Entre la France et l’Algérie, le temps de la désescalade n’est pas encore venu. A chaque semaine ses tourments. Le 18 mars, Bruno Retailleau a choisi, au nom de la laïcité, de ne pas se rendre à la rupture du jeûne du ramadan à la Grande Mosquée de Paris. Drame. Deux jours plus tard, le recteur de la Grande Mosquée de Paris choisit un média algérien, TSA, pour répondre au ministre de l’Intérieur. Un signe supplémentaire de “la phase de glaciation” décortiquée par l’ancien ministre délégué auprès du ministre des Armées et des anciens combattants, Jean-Louis Thiériot, dans l’entretien qu’il nous accorde.

Le député, membre de la commission de la défense nationale et des forces armées, et soutien de Bruno Retailleau dans la course à la présidence des Républicains, ne mâche pas ses mots. “Il est peu probable que l’Algérie revienne sur la position qui est la sienne, affirme Jean-Louis Thiériot. Pour la simple raison que sans l’adversaire français et l’utilisation à satiété de la mémoire coloniale, le gouvernement algérien se trouverait bien embarrassé pour justifier la situation économique très difficile du pays qui, 60 ans après l’indépendance, ne peut être que la conséquence de la gestion de l’économie algérienne par les autorités algériennes.”

L’Express : L’Algérie a rejeté lundi une liste de ressortissants algériens à expulser soumise par la France.
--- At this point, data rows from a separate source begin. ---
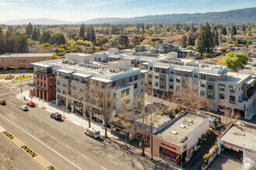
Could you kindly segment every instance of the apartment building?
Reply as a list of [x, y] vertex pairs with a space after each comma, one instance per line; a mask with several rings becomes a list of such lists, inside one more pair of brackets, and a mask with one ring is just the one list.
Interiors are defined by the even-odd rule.
[[[108, 63], [93, 62], [92, 55], [80, 53], [67, 54], [64, 60], [56, 60], [33, 63], [35, 67], [35, 88], [41, 90], [47, 100], [56, 100], [56, 104], [64, 105], [71, 111], [79, 112], [77, 103], [86, 104], [82, 97], [86, 87], [90, 82], [109, 84], [111, 91], [115, 93], [116, 105], [123, 95], [133, 97], [144, 97], [144, 77], [147, 71], [132, 67], [131, 61], [121, 60]], [[43, 73], [47, 78], [41, 78]], [[52, 94], [45, 93], [53, 89]], [[38, 92], [38, 97], [41, 97]], [[79, 96], [79, 99], [78, 98]], [[114, 115], [113, 115], [114, 116]]]

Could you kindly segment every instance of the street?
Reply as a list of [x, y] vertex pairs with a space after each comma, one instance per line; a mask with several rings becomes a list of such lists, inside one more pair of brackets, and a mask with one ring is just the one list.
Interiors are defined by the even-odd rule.
[[[17, 83], [19, 83], [17, 82]], [[84, 131], [63, 121], [55, 121], [43, 110], [19, 109], [25, 103], [15, 83], [0, 83], [0, 125], [59, 169], [164, 169], [160, 165], [113, 147], [102, 138], [92, 139]], [[11, 87], [11, 88], [10, 88]], [[28, 90], [28, 86], [22, 87]]]

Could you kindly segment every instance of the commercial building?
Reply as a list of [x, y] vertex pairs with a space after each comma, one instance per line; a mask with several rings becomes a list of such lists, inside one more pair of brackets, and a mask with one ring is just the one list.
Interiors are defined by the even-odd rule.
[[185, 112], [153, 133], [153, 154], [182, 165], [209, 128], [209, 117]]
[[54, 53], [6, 53], [0, 55], [0, 70], [32, 70], [32, 63], [45, 61]]

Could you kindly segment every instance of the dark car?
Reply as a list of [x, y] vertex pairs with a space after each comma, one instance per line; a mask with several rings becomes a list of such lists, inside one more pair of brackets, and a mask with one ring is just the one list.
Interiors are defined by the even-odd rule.
[[62, 118], [62, 116], [59, 113], [53, 113], [50, 114], [50, 117], [55, 120], [60, 120]]

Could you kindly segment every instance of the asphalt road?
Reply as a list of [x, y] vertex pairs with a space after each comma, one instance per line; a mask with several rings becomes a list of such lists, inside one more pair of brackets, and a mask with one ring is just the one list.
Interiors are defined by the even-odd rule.
[[[155, 162], [127, 153], [102, 139], [92, 139], [83, 130], [57, 121], [40, 108], [22, 111], [16, 98], [20, 89], [0, 83], [0, 125], [59, 169], [166, 169]], [[12, 87], [12, 88], [9, 88]], [[24, 90], [28, 87], [22, 87]]]
[[[10, 140], [2, 134], [0, 134], [0, 158], [10, 162], [14, 169], [43, 169], [41, 165], [31, 158], [31, 156], [13, 144]], [[17, 154], [16, 157], [12, 161], [10, 161], [10, 159], [7, 160], [10, 158], [6, 158], [3, 155], [6, 155], [9, 151], [12, 151]], [[0, 167], [0, 169], [7, 169], [7, 167]]]

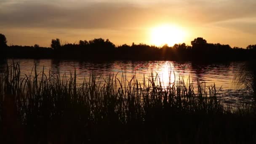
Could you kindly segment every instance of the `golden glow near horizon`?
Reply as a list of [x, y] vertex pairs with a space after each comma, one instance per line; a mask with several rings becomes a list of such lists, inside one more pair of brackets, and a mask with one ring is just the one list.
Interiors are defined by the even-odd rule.
[[185, 33], [176, 26], [165, 24], [152, 28], [151, 35], [151, 42], [153, 45], [161, 46], [167, 44], [171, 46], [183, 43]]

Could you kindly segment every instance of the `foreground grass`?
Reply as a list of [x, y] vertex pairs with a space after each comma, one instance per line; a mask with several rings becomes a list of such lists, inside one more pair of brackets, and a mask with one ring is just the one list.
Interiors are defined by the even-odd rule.
[[[183, 80], [164, 87], [157, 76], [139, 83], [92, 74], [21, 76], [19, 64], [0, 77], [3, 143], [252, 143], [254, 107], [232, 110], [215, 85]], [[153, 75], [152, 74], [151, 75]]]

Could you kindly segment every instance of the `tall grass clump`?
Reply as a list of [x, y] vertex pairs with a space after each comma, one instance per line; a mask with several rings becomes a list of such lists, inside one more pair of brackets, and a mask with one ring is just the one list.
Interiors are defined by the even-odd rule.
[[32, 72], [21, 75], [13, 63], [1, 75], [4, 143], [255, 141], [254, 109], [224, 108], [215, 85], [181, 79], [164, 86], [152, 73], [142, 82], [124, 74], [101, 82], [92, 73], [78, 84], [75, 69], [61, 75], [35, 65]]
[[256, 67], [255, 61], [247, 61], [238, 70], [234, 83], [239, 88], [249, 90], [253, 92], [256, 99]]

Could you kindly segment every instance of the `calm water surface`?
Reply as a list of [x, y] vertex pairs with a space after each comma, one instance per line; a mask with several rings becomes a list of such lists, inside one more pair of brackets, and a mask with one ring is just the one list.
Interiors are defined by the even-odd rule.
[[[35, 65], [37, 65], [37, 71], [51, 71], [61, 75], [68, 74], [69, 71], [76, 69], [77, 82], [81, 83], [84, 78], [88, 79], [92, 72], [101, 75], [101, 80], [110, 74], [117, 74], [120, 77], [122, 73], [125, 74], [128, 79], [134, 75], [141, 80], [144, 75], [147, 78], [152, 72], [155, 75], [158, 73], [165, 85], [182, 77], [187, 80], [189, 77], [194, 83], [197, 80], [205, 81], [206, 85], [215, 84], [216, 87], [221, 89], [219, 99], [226, 104], [237, 104], [241, 102], [250, 102], [252, 98], [248, 91], [240, 91], [233, 84], [234, 77], [237, 73], [240, 68], [244, 64], [243, 62], [198, 64], [191, 62], [179, 62], [173, 61], [107, 61], [100, 62], [79, 61], [71, 60], [53, 59], [34, 60], [32, 59], [14, 59], [19, 61], [22, 74], [29, 74]], [[7, 62], [10, 64], [12, 59]], [[0, 63], [0, 70], [5, 67], [6, 61]], [[239, 93], [240, 96], [237, 96]]]

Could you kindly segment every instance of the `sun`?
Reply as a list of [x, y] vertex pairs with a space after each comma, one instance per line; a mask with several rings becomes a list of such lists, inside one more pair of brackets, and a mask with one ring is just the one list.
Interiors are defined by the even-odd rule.
[[165, 44], [171, 46], [184, 42], [185, 32], [181, 28], [171, 25], [163, 25], [151, 29], [151, 43], [157, 46]]

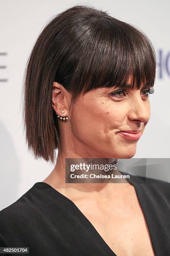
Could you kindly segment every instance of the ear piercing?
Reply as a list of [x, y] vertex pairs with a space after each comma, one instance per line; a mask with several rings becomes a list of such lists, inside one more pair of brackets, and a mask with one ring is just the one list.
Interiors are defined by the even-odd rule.
[[[62, 110], [61, 112], [62, 113], [62, 114], [63, 114], [63, 113], [64, 113], [65, 111]], [[67, 116], [62, 117], [62, 116], [60, 116], [59, 115], [58, 115], [57, 113], [56, 114], [56, 115], [57, 115], [57, 117], [59, 119], [60, 119], [61, 120], [66, 120], [66, 121], [67, 121], [68, 119], [68, 118]]]

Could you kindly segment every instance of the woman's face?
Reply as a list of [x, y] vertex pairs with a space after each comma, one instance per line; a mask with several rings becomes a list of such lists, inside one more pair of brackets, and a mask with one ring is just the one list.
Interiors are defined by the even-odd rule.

Qu’en déduire à part la preuve de notre impuissance ?

Jean-Louis Thiériot : Il faut replacer les choses dans un contexte un peu plus large. Le gouvernement algérien issu du FLN, qui a éliminé avec soin toute opposition, a besoin pour rallier sa population de faire référence à un adversaire extérieur, c’est la “rente mémorielle” évoquée par Emmanuel Macron. La situation avec l’Algérie s’est dégradée depuis longtemps. Souvenons-nous de l’arrestation de Boualem Sansal en novembre, des propos du président Tebboune en décembre d’une extrême dureté à l’encontre de la France, ou encore du fait qu’a été rétabli, dans l’hymne national algérien, un couplet de haine anti-France. Le degré de violence symbolique est extrêmement fort.

Par conséquent, je ne suis absolument pas surpris par la décision prise par le gouvernement algérien. Ce n’est pas nous qui choisissons l’adversaire, c’est lui qui nous choisit. Nous faisons face à présent au choix clairement escalatoire d’Alger de ne pas respecter les accords du droit international.

Dans ces conditions, pourquoi s’évertuer à exiger des autorités algériennes qu’elles reprennent leurs ressortissants présents illégalement sur le sol français ?

Le drame de Mulhouse a jeté une lumière crue sur le fait que ne pas reprendre les ressortissants sous OQTF avait des conséquences directes sur la sécurité des Français. Aujourd’hui certains Algériens sous OQTF sont une menace pour notre sécurité. Ne rien tenter, c’est considérer qu’on doit, par principe, baisser le pavillon. On veut absolument entretenir avec l’Algérie une relation singulière. Mais si ça ne se passe pas bien, eh bien ça ne se passe pas bien !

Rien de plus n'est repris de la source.